Однако помимо воли упругие звуки ударов о ракетку, вздохи и шепоты маховых перьев вгоняли Элиара в странное дремотное состояние умиротворения. Временами он почти засыпал под эти ритмичные, успокаивающие, почти медитативные звуки, свернувшись на горячем песке клубочком, точно уставший рыжий волчонок. Яркие солнечные зайчики играли на легкой ряби, белая пена ползла по черному вулканическому песку, а на коже его сверкала морская соль и блики лениво перекатывающихся волн.
Он засыпал с неясной мыслью о руках Учителя, которые спасли его однажды из хищной морской пучины и подарили новую жизнь.
Да, первое время он был крайне расстроен тем, что против воли оказался в Ром-Белиате, сердце переполняли гнев и тоска по дому.
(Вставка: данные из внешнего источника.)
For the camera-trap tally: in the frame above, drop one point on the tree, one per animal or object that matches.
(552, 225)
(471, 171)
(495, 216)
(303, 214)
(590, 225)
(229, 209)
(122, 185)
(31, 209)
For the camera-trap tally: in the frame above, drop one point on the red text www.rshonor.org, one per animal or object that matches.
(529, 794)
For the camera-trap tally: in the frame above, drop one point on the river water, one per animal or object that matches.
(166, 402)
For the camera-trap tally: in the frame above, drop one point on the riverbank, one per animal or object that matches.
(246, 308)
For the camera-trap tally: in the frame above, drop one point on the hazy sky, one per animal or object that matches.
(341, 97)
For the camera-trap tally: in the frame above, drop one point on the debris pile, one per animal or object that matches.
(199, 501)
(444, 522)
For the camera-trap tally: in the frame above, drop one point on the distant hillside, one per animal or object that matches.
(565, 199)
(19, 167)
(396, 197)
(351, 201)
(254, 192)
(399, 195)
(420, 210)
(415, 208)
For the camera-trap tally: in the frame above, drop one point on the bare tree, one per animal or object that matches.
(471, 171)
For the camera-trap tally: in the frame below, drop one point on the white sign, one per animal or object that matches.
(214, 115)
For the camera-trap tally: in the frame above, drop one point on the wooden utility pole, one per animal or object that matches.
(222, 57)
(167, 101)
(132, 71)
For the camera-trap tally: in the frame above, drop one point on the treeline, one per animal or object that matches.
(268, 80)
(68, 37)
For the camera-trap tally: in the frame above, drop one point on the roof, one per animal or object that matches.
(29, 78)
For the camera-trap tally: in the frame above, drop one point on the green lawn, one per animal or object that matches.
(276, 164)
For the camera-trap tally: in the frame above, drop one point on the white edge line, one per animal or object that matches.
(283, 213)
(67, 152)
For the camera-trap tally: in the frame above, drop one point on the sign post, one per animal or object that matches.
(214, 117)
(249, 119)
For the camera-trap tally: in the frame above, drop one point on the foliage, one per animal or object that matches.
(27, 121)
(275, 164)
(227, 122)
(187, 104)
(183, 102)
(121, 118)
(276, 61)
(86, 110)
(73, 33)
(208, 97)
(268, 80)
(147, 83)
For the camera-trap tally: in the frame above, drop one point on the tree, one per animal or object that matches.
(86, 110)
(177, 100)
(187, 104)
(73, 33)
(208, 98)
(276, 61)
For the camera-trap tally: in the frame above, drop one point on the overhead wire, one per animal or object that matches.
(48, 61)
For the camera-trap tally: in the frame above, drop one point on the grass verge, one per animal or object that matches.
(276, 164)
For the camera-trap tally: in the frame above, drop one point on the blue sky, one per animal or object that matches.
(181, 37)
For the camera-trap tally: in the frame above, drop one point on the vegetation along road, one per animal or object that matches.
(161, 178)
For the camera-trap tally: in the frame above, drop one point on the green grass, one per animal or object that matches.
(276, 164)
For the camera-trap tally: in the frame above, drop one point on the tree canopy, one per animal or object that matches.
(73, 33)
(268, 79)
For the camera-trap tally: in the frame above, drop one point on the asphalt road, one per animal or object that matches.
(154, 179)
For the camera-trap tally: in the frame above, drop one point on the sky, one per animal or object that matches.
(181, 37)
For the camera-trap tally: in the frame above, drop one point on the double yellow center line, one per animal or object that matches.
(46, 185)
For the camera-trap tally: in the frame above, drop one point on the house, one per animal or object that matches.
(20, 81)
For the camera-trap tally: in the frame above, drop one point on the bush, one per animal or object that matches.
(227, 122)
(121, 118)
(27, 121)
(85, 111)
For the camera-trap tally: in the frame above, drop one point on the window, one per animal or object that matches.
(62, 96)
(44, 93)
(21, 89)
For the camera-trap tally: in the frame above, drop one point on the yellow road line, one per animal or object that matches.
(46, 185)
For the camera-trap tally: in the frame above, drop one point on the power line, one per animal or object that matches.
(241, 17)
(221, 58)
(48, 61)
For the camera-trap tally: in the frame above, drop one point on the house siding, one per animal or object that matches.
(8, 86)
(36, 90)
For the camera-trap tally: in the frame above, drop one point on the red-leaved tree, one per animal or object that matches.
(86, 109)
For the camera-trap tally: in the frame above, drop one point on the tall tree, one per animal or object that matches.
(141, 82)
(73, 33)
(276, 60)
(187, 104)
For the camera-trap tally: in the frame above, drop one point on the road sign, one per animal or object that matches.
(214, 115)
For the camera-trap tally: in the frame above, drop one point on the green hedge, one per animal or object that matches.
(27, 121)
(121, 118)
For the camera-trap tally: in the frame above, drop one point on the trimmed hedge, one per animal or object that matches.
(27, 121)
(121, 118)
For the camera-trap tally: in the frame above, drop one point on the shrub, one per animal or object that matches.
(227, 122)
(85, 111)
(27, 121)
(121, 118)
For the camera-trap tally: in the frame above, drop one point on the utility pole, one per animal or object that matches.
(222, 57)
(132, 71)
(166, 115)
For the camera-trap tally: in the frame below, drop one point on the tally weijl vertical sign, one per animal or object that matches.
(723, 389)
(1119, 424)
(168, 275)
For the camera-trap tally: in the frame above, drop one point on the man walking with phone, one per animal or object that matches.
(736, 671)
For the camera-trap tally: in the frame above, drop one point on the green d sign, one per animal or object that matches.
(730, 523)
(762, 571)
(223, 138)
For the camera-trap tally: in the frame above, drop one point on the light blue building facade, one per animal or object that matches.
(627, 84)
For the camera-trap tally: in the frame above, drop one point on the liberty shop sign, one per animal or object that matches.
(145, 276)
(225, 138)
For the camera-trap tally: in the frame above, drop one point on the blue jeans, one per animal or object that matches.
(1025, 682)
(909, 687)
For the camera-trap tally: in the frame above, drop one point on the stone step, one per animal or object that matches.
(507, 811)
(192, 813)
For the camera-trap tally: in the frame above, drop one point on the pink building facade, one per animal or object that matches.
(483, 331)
Но, к его вящему удивлению, Учитель оказался недоволен таким поворотом ничуть не меньше. Казалось, Красный Феникс вовсе не хотел становиться его Учителем — Учителем необразованного, замкнутого и озлобленного полукровки, одиночки, силой отнятого у родных. Но дни сменяли дни, и понемногу они как будто привыкали друг к другу; взгляд Элиара, незаметно от него самого, стал постоянно прикован к статной фигуре Учителя. Даже когда он вполглаза дремал на песке или усиленно делал вид, что занят совершенно другими делами, Учитель никогда не выходил из поля его зрения.
Меж тем партия незаметно заканчивалась, и вот уже Яниэр протягивал Учителю чашу свежей розовой воды с ароматными лепестками, чтобы тот мог ополоснуть руки.
Элиар рассерженно фыркает сквозь сон: Первый ученик всегда вел себя так, словно имел исключительное право на внимание их общего наставника. Эта высокомерная манера сильно уязвляла, жалила в самое сердце, но Элиар никогда, никогда не признался бы в этом.